一番目は正しく見る【正見】です。正しくと言っても普通の人が思う正しさとは全く違っていて、雑念を消して、一切の判断をせずに、ありのままを見ることです。一切の判断をしないとは、例えば「物質は実在する」「私は肉体を持った人間である」「生き物には生死がある」「自分と他人は別の人間だ」といったようなことを一切考えてはいけないし「良い悪い」「好き嫌い」といった価値判断をしてはいけません。こういった判断が認識に影響を与え、ありのままに観るさまたげとなるからです。
二番目は正しい考え【正思惟】です。正しい考えとは思惟することなく直観することです。わかりやすく言うと『考えるな感じろ』ということです。

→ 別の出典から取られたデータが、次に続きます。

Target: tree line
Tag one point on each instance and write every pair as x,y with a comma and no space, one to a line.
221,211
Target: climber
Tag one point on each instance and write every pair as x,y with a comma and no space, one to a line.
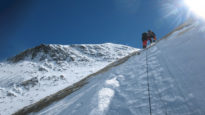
151,35
144,40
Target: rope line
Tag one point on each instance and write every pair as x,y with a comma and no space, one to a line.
148,88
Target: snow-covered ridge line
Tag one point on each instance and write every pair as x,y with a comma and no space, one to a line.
70,53
46,69
70,89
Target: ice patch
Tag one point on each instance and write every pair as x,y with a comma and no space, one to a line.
113,82
105,96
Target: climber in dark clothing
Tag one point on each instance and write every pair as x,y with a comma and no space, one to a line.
151,35
144,40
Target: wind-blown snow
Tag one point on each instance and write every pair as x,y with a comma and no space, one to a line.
41,71
176,77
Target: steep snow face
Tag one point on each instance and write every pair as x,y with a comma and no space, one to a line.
175,67
46,69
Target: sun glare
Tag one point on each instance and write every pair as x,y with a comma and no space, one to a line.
196,6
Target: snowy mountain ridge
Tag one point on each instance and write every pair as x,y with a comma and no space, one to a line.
173,67
45,69
76,52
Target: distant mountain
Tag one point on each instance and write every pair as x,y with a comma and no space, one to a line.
45,69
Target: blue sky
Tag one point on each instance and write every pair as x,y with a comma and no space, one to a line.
28,23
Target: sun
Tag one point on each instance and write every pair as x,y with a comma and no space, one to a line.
196,6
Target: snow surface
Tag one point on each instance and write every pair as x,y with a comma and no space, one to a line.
176,77
46,69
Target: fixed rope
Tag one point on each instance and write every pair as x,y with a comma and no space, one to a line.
148,86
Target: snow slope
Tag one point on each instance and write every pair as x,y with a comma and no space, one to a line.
176,79
43,70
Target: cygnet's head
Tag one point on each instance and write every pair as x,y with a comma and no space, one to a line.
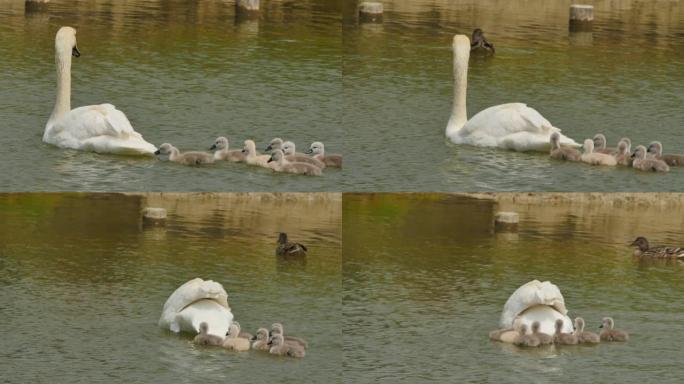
316,148
276,155
656,148
249,147
165,149
276,143
262,334
288,148
65,42
220,143
639,152
622,147
276,328
559,325
640,242
599,141
607,323
276,340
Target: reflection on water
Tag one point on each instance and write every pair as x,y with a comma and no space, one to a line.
425,278
623,79
83,282
184,72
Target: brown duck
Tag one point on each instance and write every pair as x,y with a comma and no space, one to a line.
286,248
643,248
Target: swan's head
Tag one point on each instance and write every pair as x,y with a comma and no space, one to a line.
555,140
220,143
276,156
599,141
559,325
262,334
277,340
316,148
640,242
607,323
656,148
288,148
276,143
461,47
249,147
639,152
65,42
165,149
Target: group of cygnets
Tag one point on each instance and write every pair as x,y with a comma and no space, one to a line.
274,342
520,336
595,152
282,156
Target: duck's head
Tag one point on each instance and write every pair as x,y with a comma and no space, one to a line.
640,242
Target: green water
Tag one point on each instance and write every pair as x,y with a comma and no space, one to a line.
425,279
624,79
83,282
184,72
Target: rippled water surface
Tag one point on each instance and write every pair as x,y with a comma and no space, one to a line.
184,72
425,279
83,282
626,78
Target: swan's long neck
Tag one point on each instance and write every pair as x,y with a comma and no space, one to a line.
63,102
459,115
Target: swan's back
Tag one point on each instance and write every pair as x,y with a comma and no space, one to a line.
99,128
511,126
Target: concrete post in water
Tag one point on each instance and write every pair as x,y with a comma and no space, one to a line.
370,12
154,215
246,8
506,221
581,17
36,5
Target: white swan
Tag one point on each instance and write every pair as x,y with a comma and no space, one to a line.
536,301
511,126
98,128
195,302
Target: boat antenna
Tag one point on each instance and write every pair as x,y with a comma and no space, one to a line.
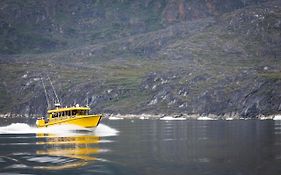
46,95
57,101
87,100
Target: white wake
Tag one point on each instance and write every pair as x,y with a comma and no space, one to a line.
22,128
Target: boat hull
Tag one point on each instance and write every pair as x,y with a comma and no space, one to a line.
87,121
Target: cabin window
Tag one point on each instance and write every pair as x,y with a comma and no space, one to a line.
54,115
74,112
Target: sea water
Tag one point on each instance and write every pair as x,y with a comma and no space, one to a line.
133,146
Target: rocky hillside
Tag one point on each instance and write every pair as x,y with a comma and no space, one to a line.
173,56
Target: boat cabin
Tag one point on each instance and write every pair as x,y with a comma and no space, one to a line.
68,112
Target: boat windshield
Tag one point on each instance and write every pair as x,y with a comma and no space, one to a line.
70,113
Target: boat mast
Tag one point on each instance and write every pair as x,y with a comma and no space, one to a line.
57,101
46,95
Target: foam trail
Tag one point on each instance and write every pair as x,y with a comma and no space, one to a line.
62,130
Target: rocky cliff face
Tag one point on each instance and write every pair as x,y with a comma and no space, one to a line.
174,56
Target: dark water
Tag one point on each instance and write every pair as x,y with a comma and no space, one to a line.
145,147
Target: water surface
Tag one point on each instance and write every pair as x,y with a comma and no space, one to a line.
144,147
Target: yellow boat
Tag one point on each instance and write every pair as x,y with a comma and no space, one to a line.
75,115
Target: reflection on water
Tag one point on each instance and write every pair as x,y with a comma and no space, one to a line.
145,147
33,150
80,149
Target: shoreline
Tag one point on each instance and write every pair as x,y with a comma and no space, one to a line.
145,116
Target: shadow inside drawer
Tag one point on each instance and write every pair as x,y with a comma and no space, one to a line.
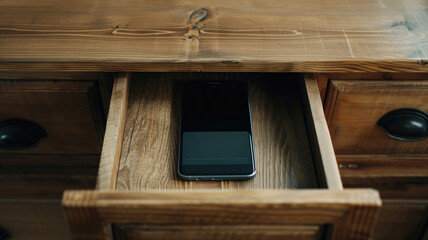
148,159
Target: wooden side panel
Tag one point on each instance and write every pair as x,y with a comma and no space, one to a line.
245,232
149,149
322,148
107,173
33,219
353,210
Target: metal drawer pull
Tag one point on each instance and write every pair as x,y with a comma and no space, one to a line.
20,134
405,124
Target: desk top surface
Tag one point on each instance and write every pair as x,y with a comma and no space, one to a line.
214,35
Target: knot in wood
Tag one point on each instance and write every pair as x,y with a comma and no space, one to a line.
199,15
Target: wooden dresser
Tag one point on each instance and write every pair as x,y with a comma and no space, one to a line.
338,93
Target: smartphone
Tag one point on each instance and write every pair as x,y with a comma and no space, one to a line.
216,140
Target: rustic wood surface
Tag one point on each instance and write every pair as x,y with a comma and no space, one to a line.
245,232
353,108
35,219
112,146
402,219
245,35
322,148
353,211
46,176
149,151
69,111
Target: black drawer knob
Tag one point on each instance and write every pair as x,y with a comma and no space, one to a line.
4,235
20,134
405,124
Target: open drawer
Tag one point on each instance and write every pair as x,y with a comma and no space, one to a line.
296,194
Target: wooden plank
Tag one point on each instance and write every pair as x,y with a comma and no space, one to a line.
69,111
112,145
46,176
322,147
33,219
149,157
242,232
401,219
354,210
244,35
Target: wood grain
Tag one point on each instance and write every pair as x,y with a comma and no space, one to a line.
354,210
112,146
69,111
245,232
353,108
245,35
401,219
46,176
149,151
35,219
322,147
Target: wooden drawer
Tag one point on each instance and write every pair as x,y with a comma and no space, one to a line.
33,219
69,109
402,219
367,156
140,194
69,112
353,109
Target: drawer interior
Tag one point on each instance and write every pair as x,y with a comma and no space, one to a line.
283,148
139,192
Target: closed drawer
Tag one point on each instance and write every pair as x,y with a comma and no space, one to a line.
297,185
70,113
402,219
353,109
33,219
367,155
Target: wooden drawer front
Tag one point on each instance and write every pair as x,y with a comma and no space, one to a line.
146,199
245,232
36,220
353,109
401,219
69,111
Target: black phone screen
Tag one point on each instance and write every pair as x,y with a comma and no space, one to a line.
216,136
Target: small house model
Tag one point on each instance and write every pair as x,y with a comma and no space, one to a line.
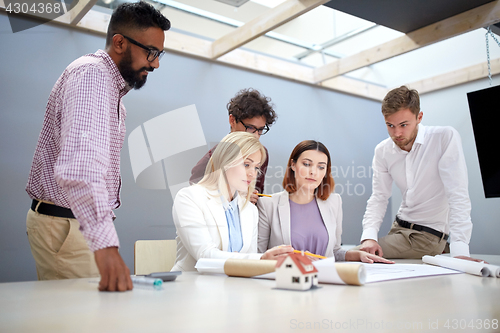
296,271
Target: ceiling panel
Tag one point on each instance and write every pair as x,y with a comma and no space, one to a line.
405,15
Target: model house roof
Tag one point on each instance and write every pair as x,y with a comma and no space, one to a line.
301,260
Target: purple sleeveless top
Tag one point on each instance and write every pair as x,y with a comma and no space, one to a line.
307,230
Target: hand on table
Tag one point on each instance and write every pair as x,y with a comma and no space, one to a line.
354,255
371,246
254,197
115,275
276,252
470,259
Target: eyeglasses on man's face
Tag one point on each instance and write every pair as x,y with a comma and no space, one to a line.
253,129
152,53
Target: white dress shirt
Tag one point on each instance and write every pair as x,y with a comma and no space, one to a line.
432,178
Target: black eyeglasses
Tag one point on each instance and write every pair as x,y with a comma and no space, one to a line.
253,129
152,53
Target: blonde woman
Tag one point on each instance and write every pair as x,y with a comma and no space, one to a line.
214,218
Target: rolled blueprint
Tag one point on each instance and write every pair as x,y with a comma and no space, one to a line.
236,267
328,270
248,267
340,273
466,266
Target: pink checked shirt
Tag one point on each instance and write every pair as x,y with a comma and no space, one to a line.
77,159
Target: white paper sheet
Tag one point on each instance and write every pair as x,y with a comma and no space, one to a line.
386,272
328,274
466,266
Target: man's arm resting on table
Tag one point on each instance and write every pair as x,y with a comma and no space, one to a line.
115,275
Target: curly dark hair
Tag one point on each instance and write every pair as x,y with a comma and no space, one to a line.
250,103
137,16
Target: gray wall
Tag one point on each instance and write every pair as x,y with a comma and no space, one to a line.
31,62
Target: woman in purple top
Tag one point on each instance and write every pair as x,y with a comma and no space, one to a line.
307,215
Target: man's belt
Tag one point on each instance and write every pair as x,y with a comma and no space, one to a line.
413,226
51,210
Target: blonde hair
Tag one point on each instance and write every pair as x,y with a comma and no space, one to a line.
228,152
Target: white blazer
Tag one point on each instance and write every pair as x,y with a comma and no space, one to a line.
202,230
274,222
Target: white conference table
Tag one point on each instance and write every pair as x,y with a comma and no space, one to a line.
216,303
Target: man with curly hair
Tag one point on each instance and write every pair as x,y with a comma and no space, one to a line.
252,112
75,180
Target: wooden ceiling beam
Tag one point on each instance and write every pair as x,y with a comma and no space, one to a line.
476,18
262,24
97,22
80,10
453,78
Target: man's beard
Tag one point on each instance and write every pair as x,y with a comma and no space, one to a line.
133,78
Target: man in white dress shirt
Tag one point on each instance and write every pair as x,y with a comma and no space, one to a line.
428,166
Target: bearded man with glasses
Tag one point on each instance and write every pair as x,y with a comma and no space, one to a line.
75,180
249,111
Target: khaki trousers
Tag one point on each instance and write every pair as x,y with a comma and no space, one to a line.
59,249
403,243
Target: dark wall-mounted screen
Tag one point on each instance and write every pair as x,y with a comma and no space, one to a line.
484,108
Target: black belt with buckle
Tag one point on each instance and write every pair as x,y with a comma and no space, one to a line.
51,210
413,226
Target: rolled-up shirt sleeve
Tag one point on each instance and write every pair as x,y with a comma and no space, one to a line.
453,172
377,203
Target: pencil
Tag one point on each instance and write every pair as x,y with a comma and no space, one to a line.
310,254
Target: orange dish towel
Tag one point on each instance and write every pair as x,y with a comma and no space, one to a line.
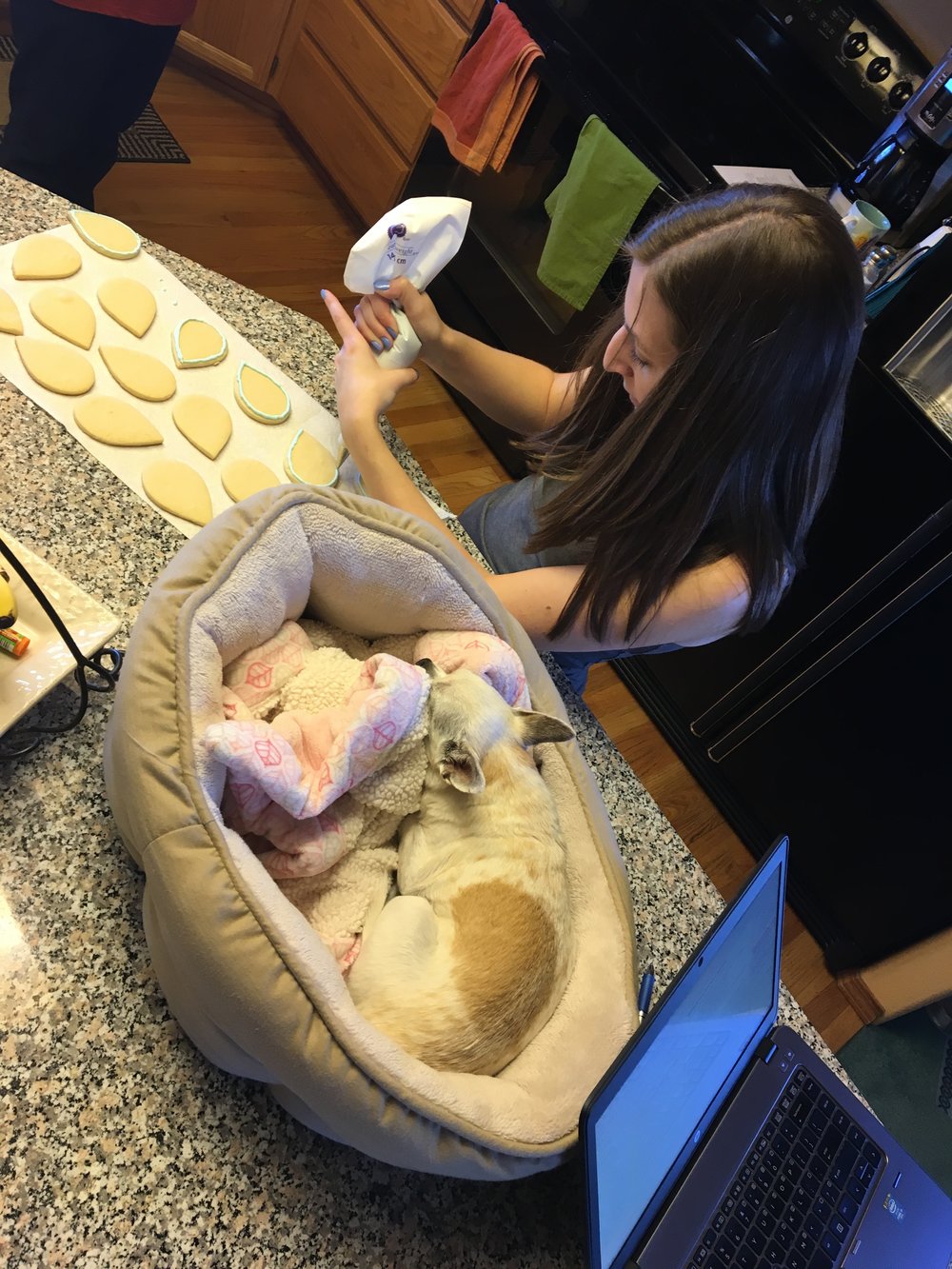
484,104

三番目は正しく言葉を使う【正語】です。嘘をついたり、無駄話をしてはいけないということです。仏道修行は瞑想が主な修行ですから雑念と言葉を極力無くさなければなりません。ですから無駄話をせず、言葉は必要最小限にしなければなりません。
四番目は【正業】正しい行動です。正しい行動とは一切の判断をせずに直観による行動です。
五番目は【正命】正しい生活です。正しい仕事をして生活を営むことです。
六番目は【正精進】正しい努力です。正しい努力とはあらゆる行動が全て八正道の実践になることです。
七番目は【正念】正しい念です。私達の心に生じる念には2種類あります。雑念と正念です。正念とは今ここで実際に体験した事実に基づいた念のことです。具体的な修行方法としては八番目の【正定】で得られた禅定を動きのある中でも維持することです。そして、歩く時も食べる時もその他のことをする時も常に雑念を消して心を正念で満たし続けることが正念の修行です。
最後に八番目の【正定】とは坐禅を行って禅定に入ることです。禅定とは雑念が完全に消え、集中が安定して継続している状態です」
仏陀がここまで話した時、コンダンニャが質問しました。
「本当に生死のある世界から解脱する方法を見つけたのですね?」
「はい、その通りです。そして誰でもが瞑想修行を正しく行えば生死のある世界から解脱できます」
5人はこれが素晴らしい教えだということを理解しました。
「仏陀よ、是非あなたの指導のもとで修行をさせて下さい」と5人全員が願い出ました。
「わかりました。また一緒に修行しましょう!」と仏陀は答えました。